Highgate Rise by Anne Perry
Highgate Rise is the eleventh novel in a series of thirty two, featuring Thomas and Charlotte Pitt. Thomas Pitt, the son of a former gamekeeper, but educated as a gentleman is an Inspector in the London Metropolitan Police, based at Bow Street Police Station. Charlotte Pitt, his wife, was born of the upper middle class, with a sister Emily previously married to a Lord.
In this novel, it is autumn 1888 and Jack the Ripper is committing his crimes in Whitechapel, but far from the East End of London, Inspector Pitt is directed to investigate the death of Clemency Shaw, the wife of Dr Stephen Shaw in an arson attack in affluent Highgate. Clemency Shaw, the granddaughter of the deceased Bishop Augustus Worlingham, has been investigating the owners of East End slums.
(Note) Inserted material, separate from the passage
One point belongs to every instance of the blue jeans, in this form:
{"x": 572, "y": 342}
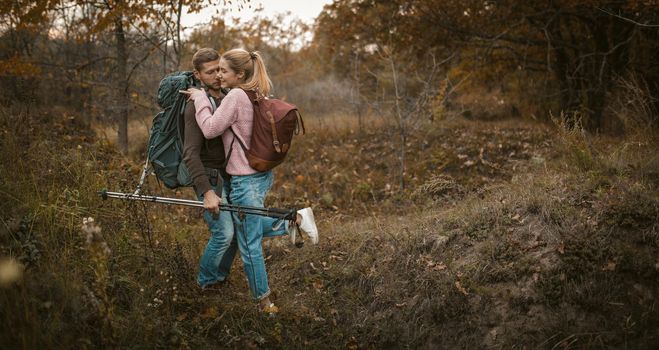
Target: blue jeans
{"x": 250, "y": 190}
{"x": 215, "y": 262}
So, the question facing Pitt, is whether the intended victim of the arson attack was Clemency Shaw by slum landlords, or Dr Shaw.
There is not a lot of actual police detecting in the novel, as Perry uses Charlotte Pitt’s family and their social connections to interact with Highgate society for insights for her husband, as to possible perpetrators of the crime.
As with all the novels in this series, Anne Perry uses a geographic setting in London, both as the title and the scene of the crime, while also examining larger political, social, cultural and economic issues in Victorian society, in this case slum profiteering and the emergence of Fabian socialism. While the next novel in the series, Belgrave Square is critically regarded as a breakthrough novel, Highgate Rise is worth a read in itself and for the development of the series characters.